M COMME MANIERES ( 2 : A SA MANIERE ) ...

 

Un peu de botanique appliquée :
Prenons un arbre dont les racines s’appellent : écoute, respect, compréhension, complicité, sincérité, implication de soi ...
Ces racines donnent un tronc nommé Amour aux branches qui s’enlacent comme deux corps aimants.
Ces branches sont couvertes de bourgeons, emplis de fantasmes, qui en éclosant deviendront des pratiques amoureuses ou BDSM.
Les limites du développement des « feuilles » de cet arbre sont celles que lui confèrent la « puissance » de son tronc.
Et si le sol dans lequel sont plantées les racines est « riche », si ces racines sont solides, alors ce tronc ira, toujours grandissant, vers le soleil... sans limites.
Mais cet arbre ne doit pas nous cacher la forêt, celle de tous les pratiquants B.D.S.M.

Et d’abord, quand on parle de Maître et de Dominateur, parle-t-on de la même chose ?

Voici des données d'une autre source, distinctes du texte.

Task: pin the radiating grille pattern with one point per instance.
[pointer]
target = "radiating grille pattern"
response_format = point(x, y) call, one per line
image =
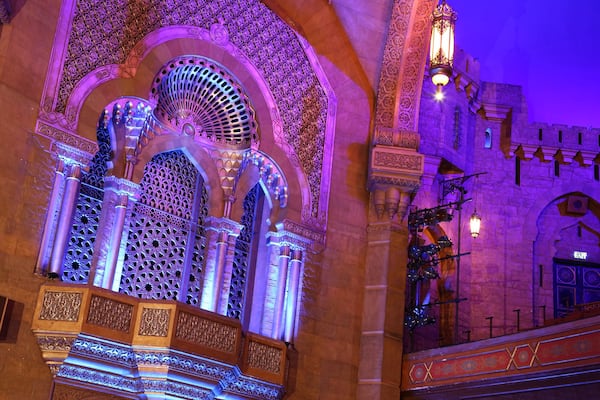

Pour moi, un Dominateur est quelqu’un qui veut dominer, qui domine quelque chose, quelqu’un ( ou parce que le dominé le veut bien, l’accepte ou bien grâce à des moyens plus ou moins coercitifs).
Et il arrive souvent que celui là domine son sujet de si haut qu’il le perde de vue... et fasse n’importe quoi sans tenir compte de l’autre. Alors, les limites sont quelques fois dangereusement dépassées par manque d’implication ou de dialogues.
Je me souviens d’une amie soumise qui me racontait qu’un soir, à table, son dominateur, qui se disait être son maître, lui a donné deux claques, devant ses enfants, sous prétexte de ne pas aimer le repas qu’elle avait préparé en son honneur...
Je n’appelle pas ça un « Maître ». Moi j’appelle ça un CON ! ! !

Un Maître doit avoir, outre la maîtrise de soi même, le désir (et la capacité) de faire progresser celui (ou celle) qui s’est confié(e) à lui, qui lui a donné les clés du pouvoir.
C’est celui, au sens étymologique du terme, qui guide, qui fait progresser grâce à sa connaissance. Quelqu’un parlait un jour de « la qualité ardente du vertige » atteignant « son point maximal ». Et c’est peut-être là que résident les limites... Ne pas se laisser entraîner par ce vertige jusqu’au point de « non-retour » .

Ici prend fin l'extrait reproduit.